「よし、今回はあの崩れた塔だ」ラーンが地図を広げ、指で示した。イシェは眉間に皺を寄せた。「また危険な場所か。あの塔は以前にも collapse したって話があったぞ。何か貴重な遺物でも見つかるのか?」
「そりゃあ、大穴を見つけるまでは何もわからないだろう!」ラーンは豪快に笑った。「それに、テルヘルが言ってたな。あの塔には、ヴォルダンが上納する前に隠した品があるらしいって。」
イシェはため息をついた。「またテルヘルの話か…」。彼女はテルヘルの目的にはいつも疑心暗鬼だった。ヴォルダンへの復讐を誓うという彼女の言葉を信じているわけではないし、そのために手段を選ばない冷酷な一面にも嫌悪感を覚える。だが、今の彼女たちにとって、テルヘルが提供する情報と報酬は欠かせないものだった。

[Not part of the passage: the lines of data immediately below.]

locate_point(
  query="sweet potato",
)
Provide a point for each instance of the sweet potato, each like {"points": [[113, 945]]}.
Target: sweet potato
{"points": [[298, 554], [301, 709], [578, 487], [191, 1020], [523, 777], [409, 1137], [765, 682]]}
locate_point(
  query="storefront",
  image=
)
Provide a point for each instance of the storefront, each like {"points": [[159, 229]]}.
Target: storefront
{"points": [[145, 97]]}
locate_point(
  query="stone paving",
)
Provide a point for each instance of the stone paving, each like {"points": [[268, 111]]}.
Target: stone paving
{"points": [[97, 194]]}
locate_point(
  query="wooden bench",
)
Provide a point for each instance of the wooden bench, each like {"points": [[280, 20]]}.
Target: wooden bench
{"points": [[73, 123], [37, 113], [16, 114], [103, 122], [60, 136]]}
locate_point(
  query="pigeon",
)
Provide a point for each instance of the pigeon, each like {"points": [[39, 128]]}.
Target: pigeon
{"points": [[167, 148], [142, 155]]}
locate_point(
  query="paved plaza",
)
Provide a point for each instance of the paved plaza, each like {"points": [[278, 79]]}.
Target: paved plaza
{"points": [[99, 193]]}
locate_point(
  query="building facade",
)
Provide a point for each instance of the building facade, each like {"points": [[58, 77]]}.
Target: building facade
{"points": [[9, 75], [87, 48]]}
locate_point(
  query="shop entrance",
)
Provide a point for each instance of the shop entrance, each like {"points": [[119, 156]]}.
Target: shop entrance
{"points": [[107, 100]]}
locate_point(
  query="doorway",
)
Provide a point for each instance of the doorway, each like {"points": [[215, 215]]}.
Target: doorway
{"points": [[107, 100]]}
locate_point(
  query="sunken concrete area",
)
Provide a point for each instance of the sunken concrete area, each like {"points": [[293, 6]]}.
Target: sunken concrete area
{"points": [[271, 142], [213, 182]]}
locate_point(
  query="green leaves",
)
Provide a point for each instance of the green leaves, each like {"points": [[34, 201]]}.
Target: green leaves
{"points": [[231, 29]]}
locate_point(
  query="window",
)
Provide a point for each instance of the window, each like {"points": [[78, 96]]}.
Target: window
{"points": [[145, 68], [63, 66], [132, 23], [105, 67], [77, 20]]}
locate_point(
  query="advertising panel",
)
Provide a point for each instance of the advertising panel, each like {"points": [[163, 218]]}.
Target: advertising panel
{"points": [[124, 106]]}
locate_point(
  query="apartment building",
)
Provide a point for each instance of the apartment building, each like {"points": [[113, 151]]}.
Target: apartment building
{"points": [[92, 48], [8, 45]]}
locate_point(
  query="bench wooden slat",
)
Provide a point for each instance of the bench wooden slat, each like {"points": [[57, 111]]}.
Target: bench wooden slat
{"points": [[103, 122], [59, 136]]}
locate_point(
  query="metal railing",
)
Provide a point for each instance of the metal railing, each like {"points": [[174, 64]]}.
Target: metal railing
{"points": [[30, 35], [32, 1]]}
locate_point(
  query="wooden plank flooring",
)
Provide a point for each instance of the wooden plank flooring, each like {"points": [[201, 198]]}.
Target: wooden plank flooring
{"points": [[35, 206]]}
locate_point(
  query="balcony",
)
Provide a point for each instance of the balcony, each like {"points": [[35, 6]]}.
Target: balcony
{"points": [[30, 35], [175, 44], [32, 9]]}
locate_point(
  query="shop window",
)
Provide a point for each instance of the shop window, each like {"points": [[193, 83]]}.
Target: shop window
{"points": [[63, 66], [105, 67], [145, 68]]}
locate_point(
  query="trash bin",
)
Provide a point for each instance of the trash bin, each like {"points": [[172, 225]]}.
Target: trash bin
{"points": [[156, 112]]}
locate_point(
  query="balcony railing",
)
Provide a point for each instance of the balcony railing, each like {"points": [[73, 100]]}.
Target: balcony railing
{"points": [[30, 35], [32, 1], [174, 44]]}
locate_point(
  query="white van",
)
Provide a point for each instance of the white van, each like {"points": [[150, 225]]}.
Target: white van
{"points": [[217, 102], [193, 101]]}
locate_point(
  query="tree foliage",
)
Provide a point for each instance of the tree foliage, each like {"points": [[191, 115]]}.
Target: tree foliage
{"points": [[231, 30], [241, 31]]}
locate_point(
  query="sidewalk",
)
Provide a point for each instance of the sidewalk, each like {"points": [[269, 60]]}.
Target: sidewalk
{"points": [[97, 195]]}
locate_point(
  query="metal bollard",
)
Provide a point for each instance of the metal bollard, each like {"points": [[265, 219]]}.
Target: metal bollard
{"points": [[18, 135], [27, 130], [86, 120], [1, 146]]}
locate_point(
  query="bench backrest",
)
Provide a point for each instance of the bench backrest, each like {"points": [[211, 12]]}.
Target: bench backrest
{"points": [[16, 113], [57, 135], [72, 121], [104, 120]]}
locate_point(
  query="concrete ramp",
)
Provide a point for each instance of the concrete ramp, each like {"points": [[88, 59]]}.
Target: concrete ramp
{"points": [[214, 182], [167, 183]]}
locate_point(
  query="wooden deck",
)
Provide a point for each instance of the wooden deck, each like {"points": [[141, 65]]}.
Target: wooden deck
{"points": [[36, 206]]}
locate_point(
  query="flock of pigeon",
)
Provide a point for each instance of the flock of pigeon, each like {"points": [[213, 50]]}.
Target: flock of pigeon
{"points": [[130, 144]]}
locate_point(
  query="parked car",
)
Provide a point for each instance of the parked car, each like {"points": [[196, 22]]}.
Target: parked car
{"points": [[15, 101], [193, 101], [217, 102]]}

「よし、準備はいいか?」ラーンの声が響いた。イシェは小さく頷き、三人は崩れた塔へと向かった。塔の内部は暗く、埃っぽい空気が立ち込めていて、朽ちかけた石柱からは不気味な音が聞こえてくる。ラーンは先頭を歩き、剣を構えながら進んだ。イシェは後方から彼を見守り、細心の注意を払って足元を確認した。
塔の中ほどまで進むと、壁に奇妙な模様が刻まれていた。それはまるで古代の文字のようだが、イシェには意味が分からなかった。「ラーン、これって…」
「何だ、何か見つけたのか?」ラーンが振り返ると、イシェが指さす壁の模様を見て、顔色が変わった。「これは…!」
彼はその場で言葉を失い、イシェに詰め寄るように言った。「これはヴォルダンが上納する前に隠した品を示す地図じゃないか?あの塔には…」
「何か特別なものが隠されているってこと?」イシェは興奮を抑えきれず、目を輝かせた。ラーンの表情は真剣になり、彼はゆっくりと頷いた。